About the job
About Mentis
At Mentis, we specialize in developing evaluation datasets and reinforcement learning environments that ensure AI reliability in high-stakes sectors such as finance, healthcare, and legal. Our dedicated team curates expert training data, establishes precise rubrics, and creates verifiable task environments for AI laboratories and startups that aim to push the boundaries of model capabilities within regulated industries.
As a dynamic, close-knit team based in London, we pride ourselves on our ability to adapt quickly and tackle challenges with seriousness. Every team member plays a direct role in our projects, and we value initiative and ownership as key components of our work culture. If you're interested in influencing how cutting-edge AI learns to function in real-world scenarios, we would love to hear from you.
About the Role
As a Member of the Technical Staff within our Applied AI team, your primary focus will be on creating the tasks and environments utilized by AI labs to train and assess their agents across finance, healthcare, and legal domains.

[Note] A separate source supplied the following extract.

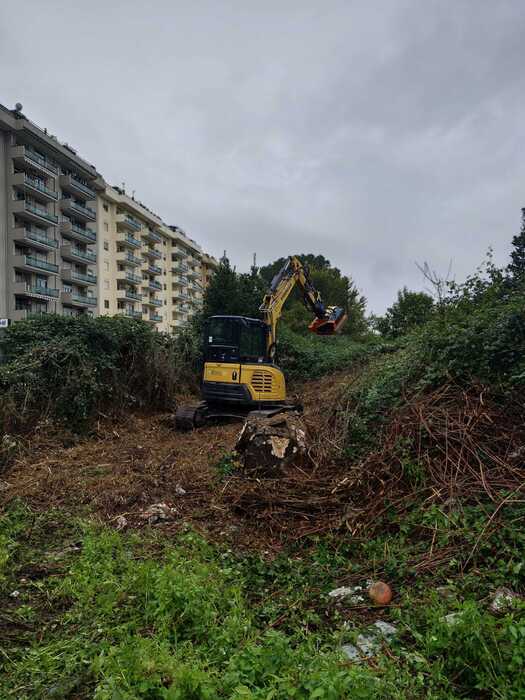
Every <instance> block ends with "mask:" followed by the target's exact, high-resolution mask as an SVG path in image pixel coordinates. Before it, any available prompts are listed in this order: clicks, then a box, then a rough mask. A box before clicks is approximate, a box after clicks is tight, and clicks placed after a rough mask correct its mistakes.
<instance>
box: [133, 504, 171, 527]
mask: <svg viewBox="0 0 525 700" xmlns="http://www.w3.org/2000/svg"><path fill="white" fill-rule="evenodd" d="M176 513H177V509H176V508H172V507H171V506H169V505H168V504H167V503H153V505H151V506H149V507H148V508H147V509H146V510H144V511H142V513H141V514H140V517H141V518H142V519H143V520H147V521H148V524H149V525H156V524H158V523H162V522H166V521H167V520H171V519H172V518H173V516H174V515H175V514H176Z"/></svg>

Your daily responsibilities will include: designing reinforcement learning environments around documents, spreadsheets, and professional workflows; developing verification logic and reward functions; collaborating with domain experts to define what constitutes a correct response in various scenarios, such as an LBO model or clinical notes. This role will involve both engineering and research activities, with the common goal of producing the ground truth against which advanced models are evaluated.
What You'll Do
Develop reinforcement learning environments across finance, healthcare, and legal sectors.
Contribute to the design of tasks featuring definitive answers, calibrated rubrics, and programmatic reward signals.
Implement verification logic and reward functions to differentiate between effective and ineffective model outputs.
Engage directly with domain experts (investment analysts, physicians, attorneys) to convert intricate professional workflows into structured tasks.
Innovate new methods for evaluation, verification, and synthetic data creation.
Who We're Looking For
Hands-on experience with large language models (LLMs), including prompting, evaluation, and agent integration. You’ve developed systems that function effectively, not just theoretical models.
Demonstrated initiative and technical proficiency. You proactively identify needs, determine solutions, and execute them without waiting for directives.
Adaptability to work in diverse contexts. Your role will frequently involve shifting between engineering, evaluation design, and collaborative work with domain experts.
A commitment to delivering and refining outputs. In our small team, we prioritize action over prolonged review processes.